Don Dailey wrote:

Hideki Kato wrote:
I'd like to give here an example to make things clear.

The conditions are:
1) Using digitizing scheme that maps real score to [0,1] (or [-1,1]) so that the program cannot distinguish losing/winning by 0.5 or 10.5 pt at all. 2) Playouts include some foolish moves (usually with low but not zero probability), not to connect large groups in atari position for example, due to hold its randomness. 3) The position is at early endgame where there are no moves that gain greater than 2 pt, for example, in perfect play.
4) Black is behind by 0.5 pt.

The playouts may return winning but gambling move (perhaps with low probability) under above conditions, especialy in case of the number of playouts is small which is usually true on 19x19, and UCT will choose it.

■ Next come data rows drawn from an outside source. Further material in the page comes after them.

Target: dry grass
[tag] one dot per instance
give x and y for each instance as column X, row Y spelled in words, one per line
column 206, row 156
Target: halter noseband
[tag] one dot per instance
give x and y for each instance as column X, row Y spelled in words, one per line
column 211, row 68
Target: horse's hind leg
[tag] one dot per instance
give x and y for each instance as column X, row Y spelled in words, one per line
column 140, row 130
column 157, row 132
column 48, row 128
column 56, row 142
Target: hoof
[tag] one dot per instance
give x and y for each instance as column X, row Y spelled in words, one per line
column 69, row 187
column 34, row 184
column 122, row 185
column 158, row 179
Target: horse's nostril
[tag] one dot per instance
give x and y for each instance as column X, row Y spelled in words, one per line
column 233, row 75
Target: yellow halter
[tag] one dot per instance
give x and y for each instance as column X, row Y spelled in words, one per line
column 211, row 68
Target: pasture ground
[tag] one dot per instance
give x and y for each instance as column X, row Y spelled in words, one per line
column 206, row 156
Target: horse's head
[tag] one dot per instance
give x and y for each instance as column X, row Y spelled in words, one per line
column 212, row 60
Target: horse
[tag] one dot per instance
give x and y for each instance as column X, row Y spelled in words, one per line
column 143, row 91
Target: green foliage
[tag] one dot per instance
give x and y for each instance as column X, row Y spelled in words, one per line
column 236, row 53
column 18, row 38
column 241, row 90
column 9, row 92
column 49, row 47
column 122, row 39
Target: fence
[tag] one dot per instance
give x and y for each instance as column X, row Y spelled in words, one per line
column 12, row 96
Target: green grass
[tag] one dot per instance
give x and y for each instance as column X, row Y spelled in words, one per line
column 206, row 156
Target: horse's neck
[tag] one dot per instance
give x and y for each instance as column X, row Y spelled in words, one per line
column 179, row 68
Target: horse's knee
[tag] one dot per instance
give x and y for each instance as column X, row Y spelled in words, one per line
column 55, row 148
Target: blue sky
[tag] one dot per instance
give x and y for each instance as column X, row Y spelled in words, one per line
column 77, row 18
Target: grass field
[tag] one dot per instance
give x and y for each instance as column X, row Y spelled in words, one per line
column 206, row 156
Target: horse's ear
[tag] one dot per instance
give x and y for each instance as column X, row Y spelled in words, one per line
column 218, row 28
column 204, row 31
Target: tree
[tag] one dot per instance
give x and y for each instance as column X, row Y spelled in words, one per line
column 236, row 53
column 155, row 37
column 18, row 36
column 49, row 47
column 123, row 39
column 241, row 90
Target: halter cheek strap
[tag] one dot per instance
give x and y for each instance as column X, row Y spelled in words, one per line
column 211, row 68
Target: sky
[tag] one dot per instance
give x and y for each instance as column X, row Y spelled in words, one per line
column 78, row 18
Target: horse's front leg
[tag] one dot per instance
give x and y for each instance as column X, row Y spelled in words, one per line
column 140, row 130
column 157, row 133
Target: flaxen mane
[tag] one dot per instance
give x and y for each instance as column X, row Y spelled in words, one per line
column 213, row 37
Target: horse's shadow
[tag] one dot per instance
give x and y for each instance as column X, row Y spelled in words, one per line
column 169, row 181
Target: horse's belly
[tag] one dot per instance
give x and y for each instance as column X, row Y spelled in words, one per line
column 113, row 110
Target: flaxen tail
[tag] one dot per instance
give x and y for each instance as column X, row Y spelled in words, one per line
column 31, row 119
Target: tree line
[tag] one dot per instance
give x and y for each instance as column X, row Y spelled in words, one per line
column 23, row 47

The question is, which is better to keep 0.5 pt behind or to play gambling moves (here I mean such moves that B will lose many pts if W will answer correctly) with expecting W's (stupid) mistakes?

The assumption is that you suddenly cannot trust MC to do what it does
best even though you did for the entire game up until this point.   MC
of course will choose the "gambling" move.      The whole concept of MC
is to do what is most likely to produce a win.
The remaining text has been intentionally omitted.